Support for Multiple GPUs #1495

YigitElma · 2024-12-25T23:14:18Z

Initial support for multi-GPU optimization.

Adds a convenience function for getting ObjectiveFunction with multiple ForceBalance objectives that are distributed to multiple GPUs
Adds jit_with_device decorator to jit a function a specific device (without this everything runs on GPU id:0)
Adds pconcat to concatenate, hstack or vstack a list of arrays that lives on different devices to a single device. If the resultant arrays fits to GPU id:0, puts them to GPU, otherwise puts them to CPU. This function is used for compute and jac methods. If CPU is used, QR and other types of linear algebra on Jacobian get slower, but there is no memory restriction.
Adds _device_id to _Objective class (defaults to 0) for making parallelization work with other objectives (currently not automated, maybe add jax.device_put stuff to build method)

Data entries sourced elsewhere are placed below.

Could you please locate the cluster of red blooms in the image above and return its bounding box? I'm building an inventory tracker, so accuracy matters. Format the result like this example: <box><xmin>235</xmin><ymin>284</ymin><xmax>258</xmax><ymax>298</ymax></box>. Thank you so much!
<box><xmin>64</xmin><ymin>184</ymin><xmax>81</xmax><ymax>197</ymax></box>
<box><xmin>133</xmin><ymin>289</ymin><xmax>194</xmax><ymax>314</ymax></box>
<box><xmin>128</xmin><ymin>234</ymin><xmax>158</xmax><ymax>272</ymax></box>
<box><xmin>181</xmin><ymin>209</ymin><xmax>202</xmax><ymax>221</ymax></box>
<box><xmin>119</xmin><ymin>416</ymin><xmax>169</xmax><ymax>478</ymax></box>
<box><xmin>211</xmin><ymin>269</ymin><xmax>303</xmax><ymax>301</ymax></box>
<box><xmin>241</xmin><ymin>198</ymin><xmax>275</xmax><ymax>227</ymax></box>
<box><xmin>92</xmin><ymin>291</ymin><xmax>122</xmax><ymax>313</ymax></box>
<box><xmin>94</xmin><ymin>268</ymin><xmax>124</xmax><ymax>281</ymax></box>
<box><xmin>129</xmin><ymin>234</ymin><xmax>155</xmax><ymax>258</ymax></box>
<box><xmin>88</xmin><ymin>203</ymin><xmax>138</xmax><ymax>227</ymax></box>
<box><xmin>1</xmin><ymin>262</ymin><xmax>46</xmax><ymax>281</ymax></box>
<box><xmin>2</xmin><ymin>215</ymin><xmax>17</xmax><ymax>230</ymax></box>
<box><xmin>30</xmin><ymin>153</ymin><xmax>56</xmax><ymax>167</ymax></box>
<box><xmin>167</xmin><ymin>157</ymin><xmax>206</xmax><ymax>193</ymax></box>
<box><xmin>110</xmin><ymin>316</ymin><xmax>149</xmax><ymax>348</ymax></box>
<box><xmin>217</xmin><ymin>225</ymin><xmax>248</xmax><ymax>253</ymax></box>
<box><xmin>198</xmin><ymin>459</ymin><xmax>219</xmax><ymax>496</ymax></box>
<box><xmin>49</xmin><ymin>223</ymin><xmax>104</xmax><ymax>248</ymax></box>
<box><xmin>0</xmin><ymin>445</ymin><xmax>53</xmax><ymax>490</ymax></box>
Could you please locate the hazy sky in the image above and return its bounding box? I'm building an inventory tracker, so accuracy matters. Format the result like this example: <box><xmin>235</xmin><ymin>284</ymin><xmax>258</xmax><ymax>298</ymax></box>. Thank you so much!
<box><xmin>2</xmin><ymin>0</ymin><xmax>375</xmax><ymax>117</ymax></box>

We won't see any speed improvement for the trust_region_subproblem solvers, because JAX doesn't support distributed linear algebra yet.

TODO:

Implement for ProximalProjection (a new jit_if_not_parallel decorator)
Remove the redundant lines of code
Implement multiple CPU
if we add a new GitHub action we can test it with virtual devices where you can make JAX see different cores as different devices

Things to consider,

This is not the most efficient way. I used _jvp_blocked for the derivatives. Ideally, we should run each Jacobian calculation in parallel using MPI (or similar)
Maybe implement a new optimizer that uses distributed matrix operations instead of QR and SVD. Probably future PR
Make the default grid of get_forcabalance_parallel smaller.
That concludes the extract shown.